Coming from anyone else, this might elicit a chuckle. But it comes from her, so I bite the inside of my cheek. One thing I’ll say for Winnie—she’s whip-smart. At least conversationally. We’ll have to see how this translates to her job.
“I just want someone who will work hard. No drama.” I eye her, hoping she catches my implied meaning: Stop baiting me. Stop with the smart remarks.
“Got it, boss. Be neither seen nor heard while completing my non-coffee, non-dry-cleaning jobs.”
She gives me a jaunty salute which contains all the attitude of a middle finger. I am a bear, and she’s standing there, grinning and poking. So much for low drama.
“Is this how it’s going to be?” I ask, giving her a long look. Not the best idea, especially when I find my gaze snagging on her red lips. I jerk my attention back to the warehouse. “Not the best first impression.”
“Right back at you.” She gestures to the open gate in front of us. “I mean, not even a Welcome to Your First Day banner?”
“Sorry. I disbanded the party-planning committee.”

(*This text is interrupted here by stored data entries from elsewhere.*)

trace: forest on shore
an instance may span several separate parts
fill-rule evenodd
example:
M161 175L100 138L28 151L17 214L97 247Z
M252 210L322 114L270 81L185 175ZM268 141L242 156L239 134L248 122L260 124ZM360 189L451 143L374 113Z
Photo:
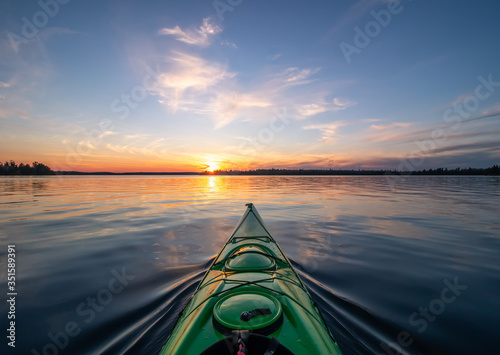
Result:
M490 168L437 168L417 171L363 170L363 169L256 169L216 170L206 175L500 175L500 167Z
M2 163L0 162L0 175L55 175L56 173L52 171L47 165L33 162L29 164L19 164L17 165L15 161Z
M15 161L1 163L0 175L500 175L500 166L489 168L437 168L418 171L397 170L354 170L354 169L255 169L255 170L216 170L204 172L80 172L53 171L49 166L33 162L19 164Z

Winnie spins to face me, hands on her hips. I try not to look— I do —but it’s impossible. I turn to face her, mimicking her pose the way she did earlier. She blinks several times, then laughs. Head thrown back, ponytail swinging, the gentle curve of her throat exposed.
I swallow. I glare. I wait.
My whole body feels hot by the time Winnie’s laughter dissolves into giggles. She lifts her glasses, wipes tears from her deep blue eyes. I don’t move.
“Was that a reference to The Office ?” she asks finally, a smile lifting one side of her mouth.
“No.”
It totally was, but I’ll deny it until my deathbed. I do not make jokes outside of my family. Even then, it’s rare.
This was … an anomaly. A glitch. A mistake .
Not the tone I want to set on day one. I turn away, and the orange cat stares up at me with its one yellow eye like he totally sees through me.
Another cat, this one black, hops up on a nearby stack of wood pallets, and now it feels like Winnie and I are performing in front of a studio audience.
I make a mental note to add Get rid of cats to my already long to-do list. Then fight back a grin as I mentally add Get rid of cats to Winnie’s to-do list.
“Too bad,” Winnie says. “I thought for a moment you had a sense of humor hiding under all that.”
She waves a hand over my body, her gaze sweeping from my head down to my boots, then back up. My pulse kicks up, definitely without my permission. I shouldn’t like the way she’s looking at me. But I do, and I want more , even as I tell myself it’s a bad idea.
Her every word today seemed designed to get a reaction out of me. Might as well give her a taste of the same.
“Under all what ?”
For the first time, Winnie loses her composure. A tiny slip, but I see the way she shifts on her feet. I hear the way her breath hitches. I love watching her squirm.
“ You know,” she says. When I don’t respond, she groans. “Ugh. I have to say it? It’s surprising to find humor underneath the grumpy demeanor. The boots. The whole—everything. You’re the living embodiment of a fictional bad boy, ready to steal hearts and make ovaries explode.”
Did she say something about ovaries ? I frown. “Make … what ?”
Winnie covers her face with one hand and groans. “Please, please forget I said any of that.”
Gladly. For the first time, I realize she has a turquoise envelope in her free hand. “What’s that?”